Critics say 'Jersey' is a joy

by City Pulse

The “Jersey Boys” tour launched two weeks ago in Omaha, Neb., and the critics are already singing its praises.


Lincoln (Neb.) Journal Star critic Jeff
Korbelik noted the show “is a true story with a soundtrack of
recognizable, singalong music. And it’s a must-see.


“This isn’t ‘Mamma Mia’ with ABBA’s hit
music infused into a piece of fiction. With a book by Marshall Brickman
and Rick Elice, ‘Jersey Boys’ is a real story about real people,
chronicling the rise of Frankie Valli and the Four Seasons, including
the road bumps along the way, such as the death of Valli’s daughter and
member Tommy DeVito’s gambling addiction. …


“The touring cast is exceptional,
sounding just like the Four Seasons. Joseph Leo Bwarie leads the way
with a dead-on falsetto of Valli. Matt Bailey (as Devito), Quin
VanAntwerp (as Bob Gaudio) and understudy Adam Zelesko (as bassist Nick
Massi) also were impressive. The script allows for each band member to
shine, letting them to tell the Four Seasons story as they remember it.”


Bob Fischbach, reviewer for the Omaha World-Herald, was equally effusive.


“So here’s the thing about ‘Jersey Boys,’" he wrote. “If the music doesn’t get you, the story will.


“And the truth is, whether you’re old
enough to remember the hit tunes when they hit or not, the music is
gonna get you. Forty-five minutes into the show, a quartet of vocal
wonders rips into ‘Sherry,’ ‘Big Girls Don’t Cry’ and ‘Walk Like a
Man,’ and the roof comes off the place.


“And, thanks to one of the best books
for a musical out there, by Marshall Brickman and Rick Elice, the true
story of Frankie Valli and the Four Seasons is gonna get you too.
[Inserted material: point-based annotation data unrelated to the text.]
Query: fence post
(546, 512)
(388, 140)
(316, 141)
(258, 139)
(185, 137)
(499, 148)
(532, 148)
Jail
time, mobsters, women, loan sharks, a genuine fondness for the f-bomb.
They weren’t the four angels.


“Brickman and Elice condensed 40 years
of the group’s history brilliantly, from singing under a street lamp to
the Rock and Roll Hall of Fame — and packed it with profane humor, a
gritty peek behind the curtain of show biz and the high personal drama
that goes with selling a hundred million records.


“Add the brilliance of director Des
McAnuff’s structure and staging, and oh, what a night. A crowd of 2,385
Friday night at the Orpheum leaped to its feet before the first cast
member trotted front and center for a bow.


“When you have a story this strong and
that powerhouse score of hits, it’s all you need. And a big chunk of
the fun is feeling the crowd around you rolling around in memories,
mouthing the lyrics, pulling for these street kids to keep it together.


“No worries. This ‘Jersey Boys’ pretty much has it all together.”